Зловещая, демоническая фигура средневекового рыцаря-ростовщика с его беспощадностью, попранием в себе всех человеческих чувств, ненасытной алчностью, безумными мечтами о безраздельном господстве над миром вырастает в зловещий образ-символ, словно бы олицетворение «века-торгаша», как Пушкин в «Разговоре книгопродавца с поэтом» назвал свою современность — эпоху все более отчетливо складывавшихся буржуазных общественных отношений. Читая строки монолога Барона «Что не подвластно мне?..», невольно вспоминаешь знаменитые слова «Манифеста Коммунистической партии» К. Маркса и Ф. Энгельса: «Буржуазия лишила священного ореола все роды деятельности, которые до тех пор считались почетными и на которые смотрели с благоговейным трепетом. Врача, юриста, священника, поэта, человека науки она превратила в своих платных наемных работников»
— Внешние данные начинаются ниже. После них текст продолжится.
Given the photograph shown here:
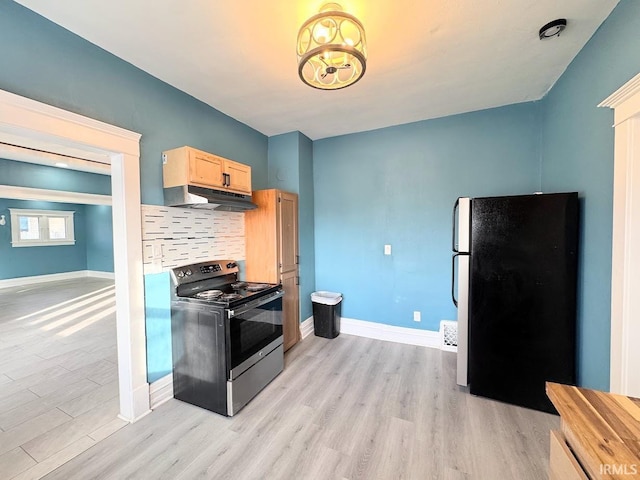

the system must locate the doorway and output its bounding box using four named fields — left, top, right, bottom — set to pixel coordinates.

left=0, top=91, right=150, bottom=422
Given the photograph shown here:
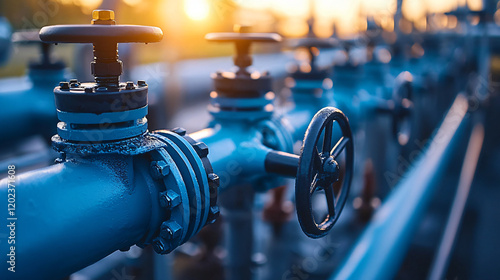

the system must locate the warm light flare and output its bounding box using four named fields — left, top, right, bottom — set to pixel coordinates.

left=184, top=0, right=210, bottom=20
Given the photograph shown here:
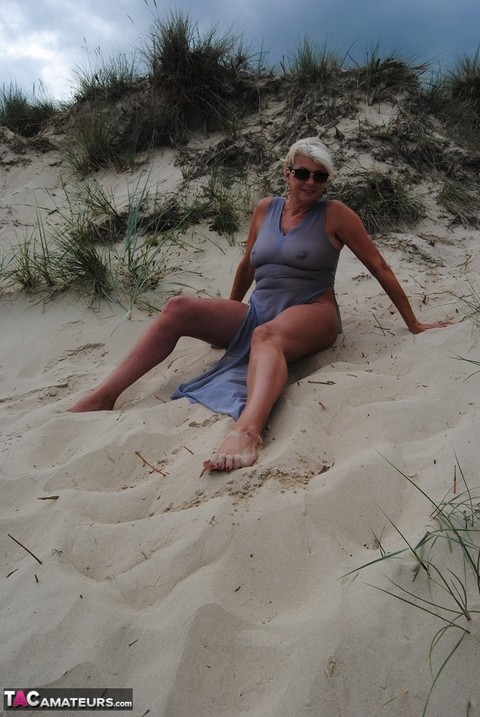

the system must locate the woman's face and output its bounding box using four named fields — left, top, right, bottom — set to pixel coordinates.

left=285, top=154, right=328, bottom=202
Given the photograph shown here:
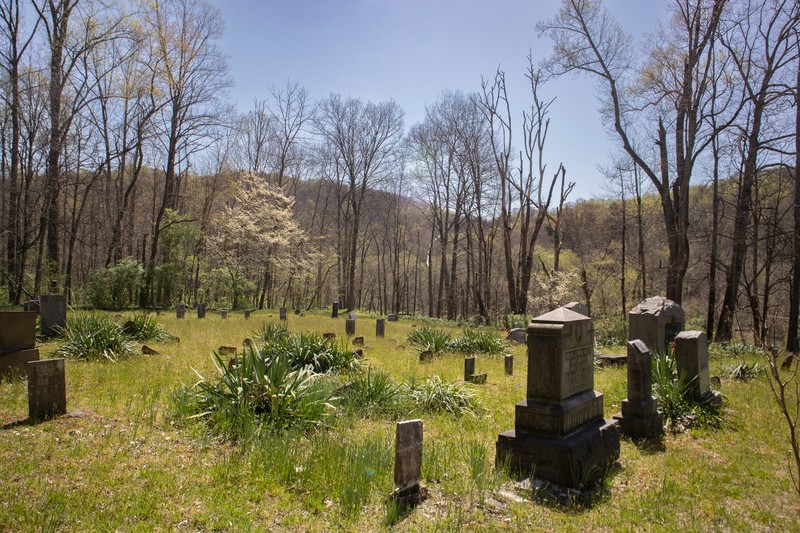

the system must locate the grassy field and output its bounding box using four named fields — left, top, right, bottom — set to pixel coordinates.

left=0, top=311, right=800, bottom=531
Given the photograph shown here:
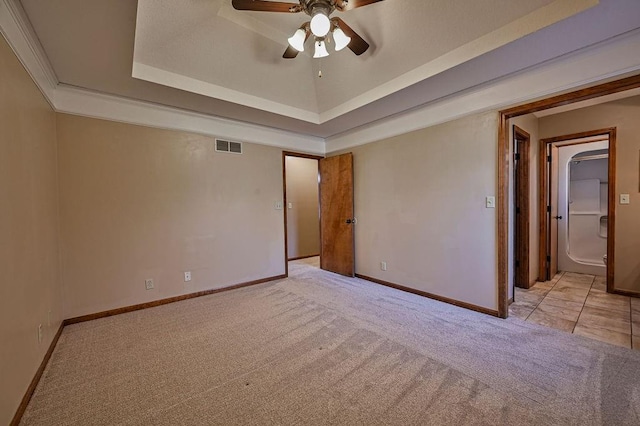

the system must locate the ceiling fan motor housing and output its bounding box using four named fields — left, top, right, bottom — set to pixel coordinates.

left=304, top=0, right=336, bottom=17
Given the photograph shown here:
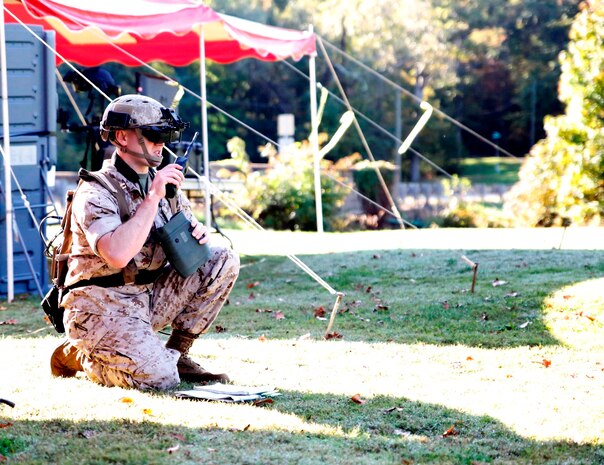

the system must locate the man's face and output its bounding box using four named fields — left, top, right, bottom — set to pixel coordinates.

left=118, top=129, right=164, bottom=168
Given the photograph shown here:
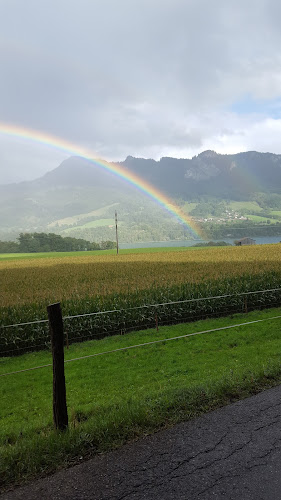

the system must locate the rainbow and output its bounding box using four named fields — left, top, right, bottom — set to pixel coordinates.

left=0, top=122, right=205, bottom=239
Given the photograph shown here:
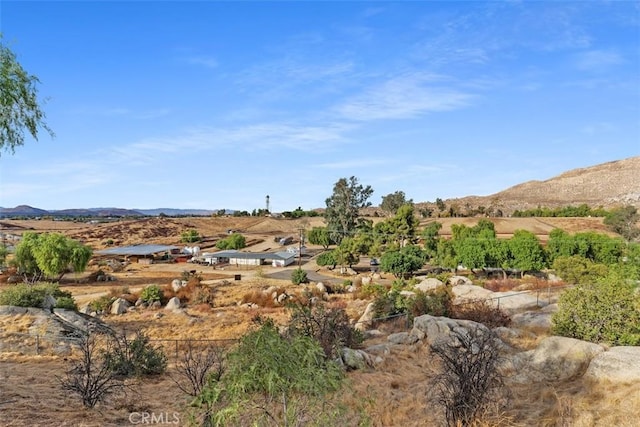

Эгоисту Барону противопоставлен его сын — прямой, великодушный, добрый, отзывчивый Альбер. Равным образом угрюмому и замкнутому, не любящему ни жизни, ни людей, завистнику Сальери противопоставлен весь открытый навстречу жизни и людям, несущий им свое чудесное искусство, светлый и доверчивый Моцарт.
Образы Барона и Сальери являются одним из самых ярких доказательств широты и изумительной силы Пушкина как художника-реалиста. По всему, что знаем мы о Пушкине, мы можем с уверенностью сказать, что его собственному душевному складу, конечно, ближе солнечно-яркая, бескорыстно-щедрая натура Моцарта, нежели мрачные образы мономанов вроде Барона и Сальери. Между тем Пушкин сумел так глубоко проникнуть в эти чуждые ему характеры, под его пером они обрели такую силу выразительности, такое трагическое величие, которое ставит их в ряд величайших художественных достижений мировой литературы.